Growing up with a narcissistic mother and/or narcissistic father is one of the most difficult and painful life experiences of all. You were treated dismissively without love and in its place was cruelty, criticism and humiliation. In some instances you were always compared with the golden child in the family who became a narcissist right before your eyes. This brother or sister taunted you and scared you. Mother or father always came to the defense of their “dear” special son or daughter. You were left with a back of the hand and any psychological crumbs you could scrape off the floor.
Children of narcissists are often highly intuitive. They know when something secret is going in their family. They may not be able to put their finger exactly on it and it usually takes time for the exact truth to form but by keen observation, eventually they know the truth. Children of narcissists are often truth seekers. They are among the most empathic of individuals.
Narcissists have secret lives. They lie effortlessly. They are two faced–appearing with a perfect public image that most people believe. In the shadows, when no one is looking, they do tremendous damage to family members, including their children.
The narcissistic parent shows favoritism to one child and extreme cruelty to another. He/she dismisses one as non-existent and raises the other to a state of royalty. The narcissist is always out for psychological supply that will keep his/her ego inflated and uses his golden child in this way.
There are narcissistic parents who perpetrate crimes on their children. I am talking about incest. (There are non-narcissistic parents who commit these crimes as well.) Incest is still a subject that is not approached openly in our society. It remains a taboo subject to this day. There are children who remember what happened to them. They were incested by their mother or father. This could have been one incident, several or a pattern of incest that ran through their entire young lives. Incest affects a child psychologically in a very deleterious way.

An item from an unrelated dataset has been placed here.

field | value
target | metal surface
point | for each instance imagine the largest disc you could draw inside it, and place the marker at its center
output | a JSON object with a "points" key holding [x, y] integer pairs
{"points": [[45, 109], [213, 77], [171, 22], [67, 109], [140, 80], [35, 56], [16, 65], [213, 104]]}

In many instances the child “forgets” what happened at the time because the experience was psychologically intolerable. At some point in their lives, some children remember and are horrified and haunted and overwhelmed. These experiences can reawaken to the surface at any time but often they occur when a person is under extreme stress, psychological trauma, a tragic incident or during psychotherapy.
The child may go to the narcissistic parent and confront them with this dreadful memory of what was perpetrated on them. The parent skillfully denies what he or she has done. Narcissistic parents are so cunning and clever that they lead the child to believe that this never happened. So much pressure is put on the accuser and victim that the victim becomes the target of psychological abuse. There are brothers or sisters who were not the victim of incest in the family but knew bits and pieces of the crimes that were occurring but were too scared to say anything.
The narcissistic parent adroitly has his/her story cleverly composed. “She/he has made up this accusation to get attention.” “She/he has this confused with something else that happened.” “She has always been highly dramatic and over the top; you can’t believe anything she says.” ” Her/his therapist implanted this incest memory during psychotherapy. It is absolutely untrue.”
The victim becomes the “crazy one”, the “liar”, the “histrionic”, etc. The narcissist’s lies usually “work” with other family members. No one wants to think or believe that this mother or father did the unthinkable. Well, this is not unthinkable. It happens more frequently than most people want to believe. Because the thought or the deed of incest makes people feel uncomfortable does not mean that it never happened or shouldn’t be discussed with candor and as often as necessary to bring these crimes into the light.
There are no words that are adequate to tell those who have been affected by incest how sad and horrified I feel for you. I wish you continued healing.
Those who discover the narcissist’s horrid secret should not be surprised that the rest of the family either is in total denial or if you reveal it, will turn against you for discovering it and revealing it.
You know the truth. Take strength and comfort in this, now and for the rest of your life. Most people do not want to know the truth about anything. They remain in denial and delusion and keep it that way for the rest of their lives.
There are rare individuals who seek and live the truth. That is a gift that they give to all of us.